I am trying to figure out how the F1_Score function in the MLmetrics library works when the y_pred values are non-binary.
For example:
library(MLmetrics)
y <- c(1,1,1,1,1,0,0,0,0,0)
x <- c(1, 0.8, 0.654, 0.99, 0.75, 0.1, 0.3, 0.6, 0.05, 0.2)
x_preds <- ifelse(x < 0.5, 0, 1)
getF1 <- F1_Score(y_true=y, y_pred=x, positive="1")
getF2 <- F1_Score(y_true=y, y_pred=x_preds, positive="1")
print(getF1)
print(getF2)
Gives getF1=0.3333333
and getF2 = 0.9090909
The example provided in the R documentation for the function is designed to calculate what I have called getF2, where I have specified exactly how to assign the probability scores to either class label based on a 0.5 threshold. What I am unclear on is how it calculates the F1 score if this threshold is not specified (getF1).
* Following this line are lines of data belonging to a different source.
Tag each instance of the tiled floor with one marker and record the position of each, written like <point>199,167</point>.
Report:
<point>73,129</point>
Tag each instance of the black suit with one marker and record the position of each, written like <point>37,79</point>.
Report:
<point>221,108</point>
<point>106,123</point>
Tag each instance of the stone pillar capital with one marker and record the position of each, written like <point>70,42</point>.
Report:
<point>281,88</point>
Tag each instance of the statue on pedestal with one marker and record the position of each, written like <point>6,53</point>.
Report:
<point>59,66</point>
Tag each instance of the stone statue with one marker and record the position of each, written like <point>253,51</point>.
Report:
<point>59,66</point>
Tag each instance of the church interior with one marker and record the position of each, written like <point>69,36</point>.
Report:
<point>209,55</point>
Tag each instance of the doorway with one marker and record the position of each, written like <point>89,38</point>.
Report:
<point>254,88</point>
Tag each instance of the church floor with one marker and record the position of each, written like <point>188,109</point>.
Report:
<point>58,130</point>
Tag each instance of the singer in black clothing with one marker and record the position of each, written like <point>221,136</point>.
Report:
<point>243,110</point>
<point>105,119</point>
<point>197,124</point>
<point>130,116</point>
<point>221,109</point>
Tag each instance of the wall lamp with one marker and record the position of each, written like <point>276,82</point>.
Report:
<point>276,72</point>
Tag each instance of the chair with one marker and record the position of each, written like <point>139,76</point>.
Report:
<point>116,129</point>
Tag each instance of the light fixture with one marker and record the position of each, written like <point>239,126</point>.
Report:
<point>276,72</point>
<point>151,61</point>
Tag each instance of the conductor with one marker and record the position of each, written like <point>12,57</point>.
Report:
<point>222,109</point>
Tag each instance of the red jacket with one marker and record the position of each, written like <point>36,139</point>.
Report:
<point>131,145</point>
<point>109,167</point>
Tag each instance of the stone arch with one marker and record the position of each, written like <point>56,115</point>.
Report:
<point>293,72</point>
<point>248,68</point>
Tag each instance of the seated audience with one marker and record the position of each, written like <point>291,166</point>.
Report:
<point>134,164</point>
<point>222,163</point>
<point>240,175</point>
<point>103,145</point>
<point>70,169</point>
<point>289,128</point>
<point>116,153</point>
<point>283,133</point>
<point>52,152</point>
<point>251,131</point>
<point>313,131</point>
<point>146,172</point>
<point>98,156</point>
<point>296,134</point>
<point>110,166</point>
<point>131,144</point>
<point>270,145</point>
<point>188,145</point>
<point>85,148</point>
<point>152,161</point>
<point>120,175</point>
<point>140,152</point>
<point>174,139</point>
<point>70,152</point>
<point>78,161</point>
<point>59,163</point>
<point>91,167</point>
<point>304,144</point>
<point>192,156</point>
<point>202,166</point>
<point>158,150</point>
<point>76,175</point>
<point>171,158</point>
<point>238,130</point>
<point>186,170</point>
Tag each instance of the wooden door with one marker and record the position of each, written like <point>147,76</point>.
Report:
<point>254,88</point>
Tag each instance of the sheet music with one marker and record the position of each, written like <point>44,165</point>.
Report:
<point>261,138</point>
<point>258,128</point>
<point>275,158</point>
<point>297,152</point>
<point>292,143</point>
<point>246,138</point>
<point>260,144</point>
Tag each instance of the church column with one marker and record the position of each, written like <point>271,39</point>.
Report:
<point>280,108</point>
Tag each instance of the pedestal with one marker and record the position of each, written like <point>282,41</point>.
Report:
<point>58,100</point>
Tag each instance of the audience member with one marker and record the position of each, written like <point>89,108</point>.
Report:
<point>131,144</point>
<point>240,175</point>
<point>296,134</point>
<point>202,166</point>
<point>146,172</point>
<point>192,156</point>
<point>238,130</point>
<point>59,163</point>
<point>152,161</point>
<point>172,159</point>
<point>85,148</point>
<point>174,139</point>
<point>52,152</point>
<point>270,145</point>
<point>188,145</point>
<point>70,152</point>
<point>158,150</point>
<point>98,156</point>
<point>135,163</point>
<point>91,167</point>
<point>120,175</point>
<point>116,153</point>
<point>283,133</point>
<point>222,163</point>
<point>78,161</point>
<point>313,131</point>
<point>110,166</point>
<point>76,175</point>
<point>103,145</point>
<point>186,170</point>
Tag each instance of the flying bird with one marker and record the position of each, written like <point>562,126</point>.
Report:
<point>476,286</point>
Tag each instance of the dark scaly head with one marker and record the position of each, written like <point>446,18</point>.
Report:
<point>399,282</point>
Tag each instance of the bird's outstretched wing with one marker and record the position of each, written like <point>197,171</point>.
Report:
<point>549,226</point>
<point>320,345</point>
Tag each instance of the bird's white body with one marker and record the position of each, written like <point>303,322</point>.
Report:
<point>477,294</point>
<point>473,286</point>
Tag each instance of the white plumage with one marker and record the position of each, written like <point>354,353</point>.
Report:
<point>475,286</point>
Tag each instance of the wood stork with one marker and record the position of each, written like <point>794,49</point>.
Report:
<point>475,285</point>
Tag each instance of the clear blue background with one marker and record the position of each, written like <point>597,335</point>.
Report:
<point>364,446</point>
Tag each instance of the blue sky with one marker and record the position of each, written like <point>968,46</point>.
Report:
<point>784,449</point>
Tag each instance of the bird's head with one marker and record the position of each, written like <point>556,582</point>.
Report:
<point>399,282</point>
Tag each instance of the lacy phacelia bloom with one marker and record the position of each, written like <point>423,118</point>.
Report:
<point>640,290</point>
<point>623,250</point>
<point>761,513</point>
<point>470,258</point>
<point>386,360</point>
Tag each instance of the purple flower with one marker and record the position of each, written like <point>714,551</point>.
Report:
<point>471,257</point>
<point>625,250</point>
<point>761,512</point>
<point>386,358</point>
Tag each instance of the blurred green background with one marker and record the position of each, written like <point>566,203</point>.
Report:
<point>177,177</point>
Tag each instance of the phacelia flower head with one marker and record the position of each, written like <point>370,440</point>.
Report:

Can anyone explain what the function does by default if you leave the probability scores as is and don't cast them to binary before calling the F1_Score function? I can't for the life of me figure out how it got 0.3333333.
Here is the function simplified:
f1_score <- function(y_true, y_pred, positive = '1'){
tt <- table(y_true, y_pred)
TP <- tt[positive, positive]
FP <- tt[rownames(tt)!=positive, positive]
FN <- sum(tt[positive, colnames(tt) !=positive])
precision <- TP/(TP+FP)
recall <- TP/(TP+FN)
2 * (precision * recall) / (precision + recall)
}
f1_score(y, x, "1")
[1] 0.3333333
f1_score(y, x_preds, "1")
[1] 0.9090909
Notice how the FP
is not summed since we assume there are only two categories in y_true
. If more categories, ie non-binary, then use FP <- sum(....)